5. Tanto en la exposición de motivos del proyecto que se convertiría en la Ley 48 de 1993, como en las ponencias presentadas en el marco del debate en el Congreso, se recalcó que los derechos y prerrogativas contemplados en el proyecto constituían un desarrollo de lo establecido en el artículo 116 de la Constitución y tenían por fin otorgar algunos alicientes a los colombianos que prestaran el servicio militar. El Ministro de Defensa de aquel entonces, Rafael Pardo Rueda, señaló al respecto en su exposición de motivos:
“Con toda consideración presenté al H. Congreso de la República el proyecto del ley ‘Por medio del cual se reglamenta el servicio de Reclutamiento y Movilización’ conforme al siguiente detalle: “(....) “15. De acuerdo con el mandato constitucional, se establecen derechos y prerrogativas durante la prestación del servicio militar obligatorio, para estimular a la juventud en relación con esta obligación ciudadana en defensa de la soberanía nacional y así, hacer más atractivo el servicio militar. Tales prerrogativas y estímulos se reconocen durante la prestación del servicio y después del mismo”.

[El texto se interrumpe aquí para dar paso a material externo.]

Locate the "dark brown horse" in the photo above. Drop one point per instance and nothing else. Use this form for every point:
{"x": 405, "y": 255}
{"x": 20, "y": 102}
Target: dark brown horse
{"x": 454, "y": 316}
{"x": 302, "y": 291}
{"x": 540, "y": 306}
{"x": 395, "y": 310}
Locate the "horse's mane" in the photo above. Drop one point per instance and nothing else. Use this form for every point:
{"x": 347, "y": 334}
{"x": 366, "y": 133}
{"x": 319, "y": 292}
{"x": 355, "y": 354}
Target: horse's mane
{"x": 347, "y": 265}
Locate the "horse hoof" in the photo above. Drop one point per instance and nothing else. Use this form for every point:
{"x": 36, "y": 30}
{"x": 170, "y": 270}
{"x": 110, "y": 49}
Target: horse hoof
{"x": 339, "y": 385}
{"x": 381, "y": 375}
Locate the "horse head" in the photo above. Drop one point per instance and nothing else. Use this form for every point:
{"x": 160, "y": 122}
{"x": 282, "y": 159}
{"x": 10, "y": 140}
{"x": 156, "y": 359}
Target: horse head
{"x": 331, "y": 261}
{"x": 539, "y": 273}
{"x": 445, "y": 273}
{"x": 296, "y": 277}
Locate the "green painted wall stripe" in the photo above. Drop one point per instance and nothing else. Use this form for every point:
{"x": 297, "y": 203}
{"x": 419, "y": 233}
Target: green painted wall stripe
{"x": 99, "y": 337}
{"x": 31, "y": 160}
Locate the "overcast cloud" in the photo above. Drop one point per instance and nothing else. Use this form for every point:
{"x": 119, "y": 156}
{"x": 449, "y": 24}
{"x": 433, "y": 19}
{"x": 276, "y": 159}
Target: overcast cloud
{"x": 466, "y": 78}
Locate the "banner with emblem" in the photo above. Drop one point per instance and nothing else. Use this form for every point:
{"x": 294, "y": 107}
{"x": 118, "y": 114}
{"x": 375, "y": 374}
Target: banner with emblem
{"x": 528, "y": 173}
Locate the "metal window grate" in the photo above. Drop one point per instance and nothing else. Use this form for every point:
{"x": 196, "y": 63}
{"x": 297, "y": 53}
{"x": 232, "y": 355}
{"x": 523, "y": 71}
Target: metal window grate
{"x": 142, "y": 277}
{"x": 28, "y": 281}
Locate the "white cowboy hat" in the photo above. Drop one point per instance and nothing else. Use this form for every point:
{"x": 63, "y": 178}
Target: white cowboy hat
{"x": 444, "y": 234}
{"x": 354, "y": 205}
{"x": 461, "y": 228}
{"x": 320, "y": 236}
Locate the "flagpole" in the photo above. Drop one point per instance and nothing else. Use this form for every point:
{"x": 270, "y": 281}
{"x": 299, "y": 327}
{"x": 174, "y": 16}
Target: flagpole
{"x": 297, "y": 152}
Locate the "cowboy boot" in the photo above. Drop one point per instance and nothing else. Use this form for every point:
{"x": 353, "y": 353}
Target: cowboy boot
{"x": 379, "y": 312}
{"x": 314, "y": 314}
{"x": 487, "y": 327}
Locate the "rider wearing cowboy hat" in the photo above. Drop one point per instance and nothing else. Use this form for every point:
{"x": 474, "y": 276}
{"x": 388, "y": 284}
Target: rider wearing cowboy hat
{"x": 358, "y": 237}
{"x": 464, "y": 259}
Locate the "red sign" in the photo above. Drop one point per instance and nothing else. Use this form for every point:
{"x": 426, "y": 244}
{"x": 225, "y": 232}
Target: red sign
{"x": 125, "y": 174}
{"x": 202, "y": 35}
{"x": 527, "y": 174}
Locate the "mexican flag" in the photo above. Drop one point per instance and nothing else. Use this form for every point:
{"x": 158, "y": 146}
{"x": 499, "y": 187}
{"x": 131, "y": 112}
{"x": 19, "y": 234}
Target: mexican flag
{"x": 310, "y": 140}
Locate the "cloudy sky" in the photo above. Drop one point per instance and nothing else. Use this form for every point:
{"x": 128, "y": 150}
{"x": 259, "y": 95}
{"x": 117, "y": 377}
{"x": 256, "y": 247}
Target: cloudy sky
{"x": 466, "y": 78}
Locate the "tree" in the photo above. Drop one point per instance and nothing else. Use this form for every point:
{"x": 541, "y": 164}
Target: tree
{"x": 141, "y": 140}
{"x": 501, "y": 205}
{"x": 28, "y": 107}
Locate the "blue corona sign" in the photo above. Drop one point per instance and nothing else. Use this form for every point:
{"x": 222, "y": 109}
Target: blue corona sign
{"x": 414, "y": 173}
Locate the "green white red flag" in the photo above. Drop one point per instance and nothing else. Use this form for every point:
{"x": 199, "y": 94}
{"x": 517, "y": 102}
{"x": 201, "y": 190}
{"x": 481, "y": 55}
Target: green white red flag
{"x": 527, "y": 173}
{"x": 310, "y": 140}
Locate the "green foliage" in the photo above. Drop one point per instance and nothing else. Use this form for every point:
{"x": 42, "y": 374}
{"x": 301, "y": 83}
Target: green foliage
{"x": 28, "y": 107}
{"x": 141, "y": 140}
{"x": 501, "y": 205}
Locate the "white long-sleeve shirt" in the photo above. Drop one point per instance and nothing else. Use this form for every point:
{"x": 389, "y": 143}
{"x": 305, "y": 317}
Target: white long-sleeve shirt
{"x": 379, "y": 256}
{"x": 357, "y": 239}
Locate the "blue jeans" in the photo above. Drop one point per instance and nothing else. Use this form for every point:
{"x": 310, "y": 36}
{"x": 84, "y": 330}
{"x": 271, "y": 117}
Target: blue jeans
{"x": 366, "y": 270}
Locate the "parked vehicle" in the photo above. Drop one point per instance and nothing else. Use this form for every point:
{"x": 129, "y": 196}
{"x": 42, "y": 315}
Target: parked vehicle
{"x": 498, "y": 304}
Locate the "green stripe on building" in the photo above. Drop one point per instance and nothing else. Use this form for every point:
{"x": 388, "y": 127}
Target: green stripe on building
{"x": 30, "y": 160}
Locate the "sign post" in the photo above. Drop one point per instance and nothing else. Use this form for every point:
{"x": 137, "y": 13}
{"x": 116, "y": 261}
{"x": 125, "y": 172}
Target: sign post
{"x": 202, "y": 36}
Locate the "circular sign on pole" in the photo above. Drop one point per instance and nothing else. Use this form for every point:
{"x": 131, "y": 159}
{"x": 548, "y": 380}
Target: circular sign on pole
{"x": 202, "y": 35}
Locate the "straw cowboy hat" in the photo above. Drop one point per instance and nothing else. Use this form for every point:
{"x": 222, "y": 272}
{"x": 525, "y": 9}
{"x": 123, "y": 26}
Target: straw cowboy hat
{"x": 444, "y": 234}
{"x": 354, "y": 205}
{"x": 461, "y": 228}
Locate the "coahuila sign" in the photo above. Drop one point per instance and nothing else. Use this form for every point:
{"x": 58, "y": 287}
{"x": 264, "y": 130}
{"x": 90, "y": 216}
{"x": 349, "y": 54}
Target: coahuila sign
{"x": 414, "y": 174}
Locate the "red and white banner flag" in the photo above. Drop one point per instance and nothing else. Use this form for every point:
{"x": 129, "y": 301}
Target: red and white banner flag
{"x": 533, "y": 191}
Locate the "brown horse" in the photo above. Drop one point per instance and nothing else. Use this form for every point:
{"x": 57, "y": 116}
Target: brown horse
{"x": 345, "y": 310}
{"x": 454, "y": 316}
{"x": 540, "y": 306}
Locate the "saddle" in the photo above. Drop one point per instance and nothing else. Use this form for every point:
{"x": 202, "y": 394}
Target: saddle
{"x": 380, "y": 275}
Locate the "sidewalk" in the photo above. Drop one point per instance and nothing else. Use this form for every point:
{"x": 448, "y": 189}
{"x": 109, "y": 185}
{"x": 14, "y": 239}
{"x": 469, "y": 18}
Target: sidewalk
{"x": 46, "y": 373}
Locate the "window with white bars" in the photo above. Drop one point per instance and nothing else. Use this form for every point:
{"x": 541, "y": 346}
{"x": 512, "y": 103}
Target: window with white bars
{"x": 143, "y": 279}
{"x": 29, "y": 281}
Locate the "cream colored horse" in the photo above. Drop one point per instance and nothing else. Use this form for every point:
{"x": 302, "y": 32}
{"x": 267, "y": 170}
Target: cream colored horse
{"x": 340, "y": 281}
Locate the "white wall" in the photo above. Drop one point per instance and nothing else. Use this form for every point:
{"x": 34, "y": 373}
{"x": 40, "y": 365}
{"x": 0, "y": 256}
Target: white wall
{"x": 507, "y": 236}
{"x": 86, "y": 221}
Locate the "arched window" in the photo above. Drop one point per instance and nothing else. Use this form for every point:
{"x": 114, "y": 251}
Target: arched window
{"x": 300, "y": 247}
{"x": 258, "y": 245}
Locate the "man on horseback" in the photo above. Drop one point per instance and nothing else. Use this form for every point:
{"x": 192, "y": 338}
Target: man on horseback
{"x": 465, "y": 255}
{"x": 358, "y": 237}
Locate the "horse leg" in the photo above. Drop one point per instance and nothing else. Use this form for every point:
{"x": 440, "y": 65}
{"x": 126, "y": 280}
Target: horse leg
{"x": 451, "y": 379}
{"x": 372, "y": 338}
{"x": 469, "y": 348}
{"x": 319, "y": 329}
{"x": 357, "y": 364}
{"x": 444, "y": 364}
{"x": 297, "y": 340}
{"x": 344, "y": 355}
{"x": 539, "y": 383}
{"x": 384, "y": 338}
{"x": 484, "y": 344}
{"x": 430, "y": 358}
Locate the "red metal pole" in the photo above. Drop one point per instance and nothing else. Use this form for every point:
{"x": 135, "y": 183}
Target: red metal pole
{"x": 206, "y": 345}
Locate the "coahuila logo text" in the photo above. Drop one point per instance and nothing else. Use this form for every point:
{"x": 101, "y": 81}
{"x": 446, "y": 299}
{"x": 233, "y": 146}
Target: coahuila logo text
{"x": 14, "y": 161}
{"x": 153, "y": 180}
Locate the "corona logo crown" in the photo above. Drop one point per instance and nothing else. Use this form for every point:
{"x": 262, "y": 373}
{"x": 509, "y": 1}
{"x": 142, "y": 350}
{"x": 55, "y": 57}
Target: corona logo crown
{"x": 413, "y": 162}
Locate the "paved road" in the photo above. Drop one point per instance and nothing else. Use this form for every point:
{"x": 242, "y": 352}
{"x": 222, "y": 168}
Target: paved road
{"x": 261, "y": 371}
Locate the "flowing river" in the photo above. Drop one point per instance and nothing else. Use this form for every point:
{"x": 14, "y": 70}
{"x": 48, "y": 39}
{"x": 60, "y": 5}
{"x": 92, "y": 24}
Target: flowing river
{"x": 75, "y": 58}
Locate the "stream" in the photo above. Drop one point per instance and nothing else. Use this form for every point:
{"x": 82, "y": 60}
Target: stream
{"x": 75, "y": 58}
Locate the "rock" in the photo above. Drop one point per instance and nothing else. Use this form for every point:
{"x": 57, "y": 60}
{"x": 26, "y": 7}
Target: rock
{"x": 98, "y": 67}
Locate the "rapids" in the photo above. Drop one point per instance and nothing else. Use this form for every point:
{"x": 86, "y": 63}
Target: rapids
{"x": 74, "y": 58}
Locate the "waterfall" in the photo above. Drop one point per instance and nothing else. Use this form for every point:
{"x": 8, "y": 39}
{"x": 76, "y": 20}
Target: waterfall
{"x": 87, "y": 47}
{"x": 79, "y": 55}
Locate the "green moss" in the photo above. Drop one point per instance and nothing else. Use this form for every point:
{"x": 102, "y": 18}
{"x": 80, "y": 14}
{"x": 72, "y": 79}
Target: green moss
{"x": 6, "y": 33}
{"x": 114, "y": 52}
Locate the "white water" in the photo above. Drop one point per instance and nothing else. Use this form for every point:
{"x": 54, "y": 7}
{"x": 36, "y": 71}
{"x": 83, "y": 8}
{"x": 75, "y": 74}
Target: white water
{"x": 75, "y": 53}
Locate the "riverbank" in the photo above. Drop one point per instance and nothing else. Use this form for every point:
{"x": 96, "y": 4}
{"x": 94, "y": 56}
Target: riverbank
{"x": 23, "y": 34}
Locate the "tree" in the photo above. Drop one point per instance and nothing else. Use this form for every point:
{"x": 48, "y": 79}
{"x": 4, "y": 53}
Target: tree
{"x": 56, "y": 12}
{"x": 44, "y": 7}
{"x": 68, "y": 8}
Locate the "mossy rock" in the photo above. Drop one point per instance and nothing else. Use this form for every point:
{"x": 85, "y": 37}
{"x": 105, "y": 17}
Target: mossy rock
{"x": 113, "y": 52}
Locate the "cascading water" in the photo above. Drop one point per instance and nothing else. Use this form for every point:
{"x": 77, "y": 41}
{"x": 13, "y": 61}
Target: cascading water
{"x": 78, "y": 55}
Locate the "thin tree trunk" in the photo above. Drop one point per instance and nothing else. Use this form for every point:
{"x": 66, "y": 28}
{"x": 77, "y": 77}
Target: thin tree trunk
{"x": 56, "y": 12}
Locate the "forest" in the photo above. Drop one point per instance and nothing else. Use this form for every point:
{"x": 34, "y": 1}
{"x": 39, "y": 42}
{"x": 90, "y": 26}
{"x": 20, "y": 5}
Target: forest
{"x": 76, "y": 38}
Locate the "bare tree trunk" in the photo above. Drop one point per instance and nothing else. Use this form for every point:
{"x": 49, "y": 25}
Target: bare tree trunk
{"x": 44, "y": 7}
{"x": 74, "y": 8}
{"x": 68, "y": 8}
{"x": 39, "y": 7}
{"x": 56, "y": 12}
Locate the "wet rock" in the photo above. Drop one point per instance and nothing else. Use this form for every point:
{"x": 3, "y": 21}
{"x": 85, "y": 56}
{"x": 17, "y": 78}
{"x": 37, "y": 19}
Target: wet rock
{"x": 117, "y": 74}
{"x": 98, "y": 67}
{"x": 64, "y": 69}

6. La Ley 264 de 1996 - objeto de este proceso de constitucionalidad - fue dictada para complementar los derechos y prerrogativas establecidos en la Ley 48 de 1993 en favor de las personas que prestaran o hubieran prestado el servicio militar. En la exposición de motivos del proyecto se manifestó: “Recogiendo el espíritu de favorabilidad que trae la Ley 48 de 1993 para los colombianos que presten el Servicio Militar Obligatorio, considero de vital importancia dotar de instrumentos eficaces a estos compatriotas para que de manera efectiva puedan verse beneficiados con los programas de Reforma Agraria y con los planes de vivienda de interés social que el Gobierno Nacional ponga en marcha. “La importancia de una ley de estas características la evidenciamos cuando nos damos cuenta de las difíciles situaciones que en muchos casos deben padecer los colombianos que noblemente le han prestado un servicio a la Patria, los altos índices de desempleo y el gran número de personas que carecen de las necesidades primarias en nuestro país, me impulsan a presentar esta iniciativa para
colaborar al menos con quienes de manera altiva hacen un sacrificio por el país. “En Colombia con frecuencia se formulan planes por parte del Gobierno Nacional para quienes se reinsertan a la vida civil luego de haber permanecido por largos años al margen de la ley. “Este es el caso de las políticas que permitieron el ingreso a la Institucionalidad de movimientos como el M.19, el P.R.T., el Quintín Lame y otros grupos que con una serie de medidas en favor de sus integrantes hicieron posible su resocialización. “Cómo es posible entonces que no vayamos a beneficiar a quienes han mantenido vigentes las Instituciones y por sobre todo el Estado de Derecho en Colombia”1.